On the other side of the ledger there are compelling economic and even public health reasons to consider opening child care. For essential workers, child care will help them keep their jobs. It is also crucial for lower-income parents who cannot afford to forgo work outside the home. Paradoxically, opening schools could also persuade parents who can work at home to continue their quarantines longer.

Lots of kids rely on schools and camps for meals: Thirty million children in the United States get free or reduced-price school meals each weekday, and governmental and charitable replacements, which require families to travel to distribution sites (and are not available every day), are inadequate substitutes. New research suggests that hunger is on the rise.

Lengthy social isolation harms mental health too, and the burdens on both adults and children are mounting. Specialists foresee a rise in mental health disorders among children and teenagers who don't attend school; children in abusive households face especially grave risks.

When kids fall behind academically or drop out, there can be long-term consequences for work opportunities and for health, among other things. We know that academic "summer melt" is an issue--kids forget what they've learned during the break--especially for low-income students and students of color. Summer this year started in April. More-educated adults have fewer health problems than less-educated adults, meaning we may see long-term health effects of the pandemic that have nothing to do with covid-19.

It is also inevitable that, without better alternatives, people will seek their own child-care solutions. Unsanctioned neighborhood summer camps will crop up. It will be difficult to police this, and such gatherings may be more hazardous than official camps and schools that have to adhere to covid-related safety regulations, such as frequent cleaning.

Trade-offs of this sort are difficult to discuss. If we re-open schools, some people will get sick, and there may be deaths. Mehmet Oz, the celebrity doctor, got in trouble recently for saying on Fox News that he'd be willing to make such a deal. He somewhat incorrectly summarized the Lancet study by saying that "the opening of schools may only cost us 2 to 3 percent in terms of total mortality" and that it "might be a trade-off some folks would consider." (He later apologized, saying he "misspoke.")

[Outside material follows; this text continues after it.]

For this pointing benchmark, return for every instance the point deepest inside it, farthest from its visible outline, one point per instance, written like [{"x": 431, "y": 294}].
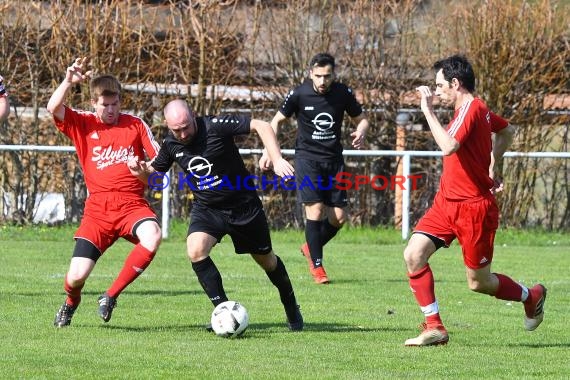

His tone and choice of words were awkward--"We need our mojo back," he said--but he wasn't entirely wrong to recognize the need to balance harms.

So what should we do?

  1. We should stop arguing in black-and-white terms: After looking at the evidence, reasonable people will disagree about whether to open camps and schools, just as, if camps open, some people will choose to send their children and some will not. Those who want to keep schools closed are not by definition taking covid-19 more seriously than those who come to the opposite conclusion.

  2. We might consider using summer camp as a "soft open" for schools in the fall. (University of Pennsylvania oncologist and ethicist Ezekiel Emanuel proposed a version of this idea last month.)

Camps are more limited in their scope than schools and use younger people as instructors and staffers. They're also easier to shut down than schools if the virus spreads too widely. We could open camps with restrictions on group sizes and with extensive health monitoring. Kids with any cold symptoms should not attend. There should be repeated testing of counselors and other adults throughout the session. In some places, there is a shortage of coronavirus tests, but given the economic and social stakes of opening schools, spending federal money to procure more for this experiment is an obvious call.

If we can do this, we solve some of the summer problem parents are dreading and we get a road map for how we can open schools safely. We'd get a better sense of the risks. If we run a month of summer camps and see limited virus spread, that will tell us something very important.

Emily Oster, a professor of economics at Brown University, is a co-founder of the website Covid-Explained.